私たちは、王宮の謁見の間へと向かう馬車の中にいた。
父上も母上も、そして私も、昨日の学園訪問とは比較にならないほど、重苦しい緊張感に包まれていた。全員が、儀式用の最も格式高い正装に身を包んでいる。
「……良いか、パスティ。今日の謁見は、ただの報告会ではないと思え」
父上が、強張った顔で私に言い聞かせるように言った。
「我々は、すでに領内で起きた三度の『精霊の顕現』と、そのうち二度も発せられた『浸食者に関する警告』について、詳細な報告書を国と魔導院に提出している。だが、その反応は芳しくない」
「芳しくない……のですか?」
「ああ。『現代において精霊が人の前に現れるなど、おとぎ話の中だけの奇跡だ。それを幼い娘の幻聴と混同し、公的記録として提出するとは何事か』……そう陰口を叩く貴族が多いようだ」
父上の言葉に、私はぎゅっとドレスの裾を握りしめた。
そうだ。この時代、精霊は目に見えない存在というのが常識。それが姿を現すなんて、誰も信じていない。

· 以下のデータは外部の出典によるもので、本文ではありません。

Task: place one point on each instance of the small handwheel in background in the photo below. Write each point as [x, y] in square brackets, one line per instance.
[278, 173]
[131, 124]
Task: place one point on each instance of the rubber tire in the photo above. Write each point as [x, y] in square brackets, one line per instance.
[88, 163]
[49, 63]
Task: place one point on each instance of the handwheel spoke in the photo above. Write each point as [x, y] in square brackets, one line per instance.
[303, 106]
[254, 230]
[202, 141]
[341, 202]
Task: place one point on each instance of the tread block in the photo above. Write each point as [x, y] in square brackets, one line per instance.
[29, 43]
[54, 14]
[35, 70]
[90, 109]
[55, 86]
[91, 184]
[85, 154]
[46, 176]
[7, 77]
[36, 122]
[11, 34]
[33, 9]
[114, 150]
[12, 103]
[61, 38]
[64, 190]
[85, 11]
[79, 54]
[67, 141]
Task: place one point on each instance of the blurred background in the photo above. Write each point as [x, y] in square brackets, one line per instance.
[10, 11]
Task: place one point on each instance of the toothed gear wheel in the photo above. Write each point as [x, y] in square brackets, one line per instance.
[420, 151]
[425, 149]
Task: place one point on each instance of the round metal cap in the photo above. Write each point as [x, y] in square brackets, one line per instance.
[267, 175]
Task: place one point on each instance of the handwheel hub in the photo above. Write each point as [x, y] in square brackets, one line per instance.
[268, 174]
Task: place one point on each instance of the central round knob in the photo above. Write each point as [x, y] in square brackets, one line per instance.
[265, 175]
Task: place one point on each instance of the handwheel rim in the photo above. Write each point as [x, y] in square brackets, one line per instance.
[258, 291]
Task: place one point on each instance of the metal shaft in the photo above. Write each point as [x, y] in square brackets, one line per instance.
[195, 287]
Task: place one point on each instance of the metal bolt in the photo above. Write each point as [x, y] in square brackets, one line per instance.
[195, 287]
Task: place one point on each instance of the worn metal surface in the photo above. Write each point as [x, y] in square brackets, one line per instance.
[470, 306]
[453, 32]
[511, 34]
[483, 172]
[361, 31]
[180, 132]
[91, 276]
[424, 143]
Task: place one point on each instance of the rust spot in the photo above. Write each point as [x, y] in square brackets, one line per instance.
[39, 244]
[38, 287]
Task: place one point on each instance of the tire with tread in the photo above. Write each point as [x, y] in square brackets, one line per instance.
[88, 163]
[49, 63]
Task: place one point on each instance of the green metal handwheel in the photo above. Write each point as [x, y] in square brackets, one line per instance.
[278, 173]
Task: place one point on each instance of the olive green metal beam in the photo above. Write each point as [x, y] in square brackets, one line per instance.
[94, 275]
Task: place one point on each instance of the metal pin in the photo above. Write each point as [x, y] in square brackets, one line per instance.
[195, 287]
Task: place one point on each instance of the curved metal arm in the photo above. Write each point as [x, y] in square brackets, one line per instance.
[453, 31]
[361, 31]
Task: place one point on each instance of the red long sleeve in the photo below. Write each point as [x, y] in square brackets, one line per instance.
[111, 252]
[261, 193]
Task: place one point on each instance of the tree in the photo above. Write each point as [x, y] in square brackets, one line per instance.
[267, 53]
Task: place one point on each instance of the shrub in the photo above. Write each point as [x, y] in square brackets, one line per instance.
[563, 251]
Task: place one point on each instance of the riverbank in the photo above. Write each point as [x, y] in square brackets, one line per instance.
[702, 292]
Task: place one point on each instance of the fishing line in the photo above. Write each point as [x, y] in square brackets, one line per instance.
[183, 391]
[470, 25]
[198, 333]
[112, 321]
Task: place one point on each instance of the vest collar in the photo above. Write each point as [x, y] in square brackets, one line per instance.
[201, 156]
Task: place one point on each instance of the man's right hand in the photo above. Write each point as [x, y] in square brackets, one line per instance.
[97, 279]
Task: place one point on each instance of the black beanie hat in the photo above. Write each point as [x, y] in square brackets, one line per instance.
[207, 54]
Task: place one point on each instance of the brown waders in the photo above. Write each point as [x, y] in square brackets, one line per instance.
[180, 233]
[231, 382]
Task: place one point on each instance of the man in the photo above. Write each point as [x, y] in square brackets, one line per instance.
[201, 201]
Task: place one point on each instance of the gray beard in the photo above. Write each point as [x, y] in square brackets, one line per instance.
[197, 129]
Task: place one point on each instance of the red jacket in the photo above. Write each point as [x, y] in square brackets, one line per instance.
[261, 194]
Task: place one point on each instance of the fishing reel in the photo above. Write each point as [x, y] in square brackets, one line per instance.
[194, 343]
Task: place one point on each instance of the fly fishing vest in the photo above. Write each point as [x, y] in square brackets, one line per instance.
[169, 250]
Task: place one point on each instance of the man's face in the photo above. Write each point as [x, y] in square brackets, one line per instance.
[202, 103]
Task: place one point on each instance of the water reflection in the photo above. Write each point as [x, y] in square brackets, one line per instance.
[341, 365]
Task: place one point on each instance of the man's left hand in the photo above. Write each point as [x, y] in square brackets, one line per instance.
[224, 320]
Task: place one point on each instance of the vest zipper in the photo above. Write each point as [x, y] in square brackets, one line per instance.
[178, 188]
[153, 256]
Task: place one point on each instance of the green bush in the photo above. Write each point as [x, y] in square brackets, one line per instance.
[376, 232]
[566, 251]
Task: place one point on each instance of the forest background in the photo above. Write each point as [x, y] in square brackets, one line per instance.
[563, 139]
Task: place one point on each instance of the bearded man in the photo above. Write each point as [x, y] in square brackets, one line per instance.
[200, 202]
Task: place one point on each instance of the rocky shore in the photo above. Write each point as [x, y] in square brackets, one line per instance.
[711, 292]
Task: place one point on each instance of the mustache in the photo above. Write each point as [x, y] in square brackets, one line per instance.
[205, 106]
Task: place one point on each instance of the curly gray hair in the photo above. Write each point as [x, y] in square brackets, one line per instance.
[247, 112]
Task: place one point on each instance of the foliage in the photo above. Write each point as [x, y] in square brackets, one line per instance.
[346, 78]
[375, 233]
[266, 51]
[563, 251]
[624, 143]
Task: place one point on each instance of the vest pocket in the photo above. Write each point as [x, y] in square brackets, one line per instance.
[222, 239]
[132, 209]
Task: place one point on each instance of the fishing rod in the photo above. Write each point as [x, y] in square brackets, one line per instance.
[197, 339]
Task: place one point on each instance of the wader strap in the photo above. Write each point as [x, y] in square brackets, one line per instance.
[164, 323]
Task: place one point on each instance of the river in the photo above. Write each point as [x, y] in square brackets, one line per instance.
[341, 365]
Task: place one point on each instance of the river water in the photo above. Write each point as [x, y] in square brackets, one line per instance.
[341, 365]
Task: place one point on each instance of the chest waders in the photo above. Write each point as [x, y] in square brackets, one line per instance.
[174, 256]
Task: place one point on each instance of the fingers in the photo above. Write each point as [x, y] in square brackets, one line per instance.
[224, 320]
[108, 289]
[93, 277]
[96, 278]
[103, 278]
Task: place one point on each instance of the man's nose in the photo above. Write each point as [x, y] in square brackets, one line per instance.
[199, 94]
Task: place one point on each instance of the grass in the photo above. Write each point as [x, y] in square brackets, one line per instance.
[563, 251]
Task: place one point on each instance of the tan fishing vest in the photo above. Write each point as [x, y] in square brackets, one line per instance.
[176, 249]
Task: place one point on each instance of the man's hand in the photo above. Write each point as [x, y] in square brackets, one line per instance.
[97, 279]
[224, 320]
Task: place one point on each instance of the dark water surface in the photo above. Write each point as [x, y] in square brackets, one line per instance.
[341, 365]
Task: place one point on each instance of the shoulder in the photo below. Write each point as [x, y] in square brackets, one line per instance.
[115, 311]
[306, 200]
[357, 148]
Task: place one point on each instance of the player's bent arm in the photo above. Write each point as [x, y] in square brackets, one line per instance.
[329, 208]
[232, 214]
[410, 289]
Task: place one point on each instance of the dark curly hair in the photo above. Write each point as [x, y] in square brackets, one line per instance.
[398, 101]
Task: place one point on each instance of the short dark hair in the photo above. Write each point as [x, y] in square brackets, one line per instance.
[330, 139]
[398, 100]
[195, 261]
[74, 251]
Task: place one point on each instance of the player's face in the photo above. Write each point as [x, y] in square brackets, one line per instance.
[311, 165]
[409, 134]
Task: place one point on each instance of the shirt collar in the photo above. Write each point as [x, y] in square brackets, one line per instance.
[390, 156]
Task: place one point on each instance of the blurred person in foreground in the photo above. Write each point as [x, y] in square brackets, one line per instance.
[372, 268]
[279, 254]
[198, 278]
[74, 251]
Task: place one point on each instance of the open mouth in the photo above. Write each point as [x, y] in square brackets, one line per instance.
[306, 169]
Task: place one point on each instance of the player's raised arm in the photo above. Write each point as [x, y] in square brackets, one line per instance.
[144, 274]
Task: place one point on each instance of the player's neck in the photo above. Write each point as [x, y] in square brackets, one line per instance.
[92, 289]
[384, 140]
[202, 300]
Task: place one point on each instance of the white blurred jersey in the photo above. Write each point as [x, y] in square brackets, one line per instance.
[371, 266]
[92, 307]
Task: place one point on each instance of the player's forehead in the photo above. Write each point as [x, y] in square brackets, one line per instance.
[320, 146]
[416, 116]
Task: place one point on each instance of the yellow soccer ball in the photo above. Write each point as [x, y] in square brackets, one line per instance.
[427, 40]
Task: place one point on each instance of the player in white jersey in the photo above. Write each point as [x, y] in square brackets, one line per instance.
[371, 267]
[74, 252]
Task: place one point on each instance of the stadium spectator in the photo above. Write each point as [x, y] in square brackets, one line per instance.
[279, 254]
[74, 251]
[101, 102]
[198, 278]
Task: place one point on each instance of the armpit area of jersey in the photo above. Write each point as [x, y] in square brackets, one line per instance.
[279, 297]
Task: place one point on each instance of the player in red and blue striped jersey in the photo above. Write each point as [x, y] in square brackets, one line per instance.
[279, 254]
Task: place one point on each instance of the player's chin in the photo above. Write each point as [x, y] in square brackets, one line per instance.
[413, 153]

その上で、泉の精霊の時も、港町での豊漁の精霊の時も、ケルドでの不思議な音の時も、その明確な「意志」や「警告の声」を聞いたのは、私だけだったのだ。
「私のせいで……父上のお立場が……」
「あなたのせいではありません」
母上が、私の冷たくなった手を両手で包み込んでくれた。
「あなたが聞いたことは真実です。一度ならず二度までも、精霊はあなたに危機を伝えたのです。堂々としていなさい。わたくし達も、全力であなたを守りますから」
「……はい、母上」
私は深く息を吸い、腹を括った。これは、私が始めたことなのだ。
王宮に到着し、案内された「謁見の間」は、その名の通りの煌びやかな場所だった。高い天井、磨き上げられた大理石の床、壁に並ぶ歴代の王の肖像画。
けれど、そこに渦巻く空気は、氷のように冷たかった。
広間にはすでに、この国の政治を動かす有力な貴族たちがずらりと並んでいた。彼らの視線は、まるで被告人を値踏みする裁判官のように、私たちに突き刺さる。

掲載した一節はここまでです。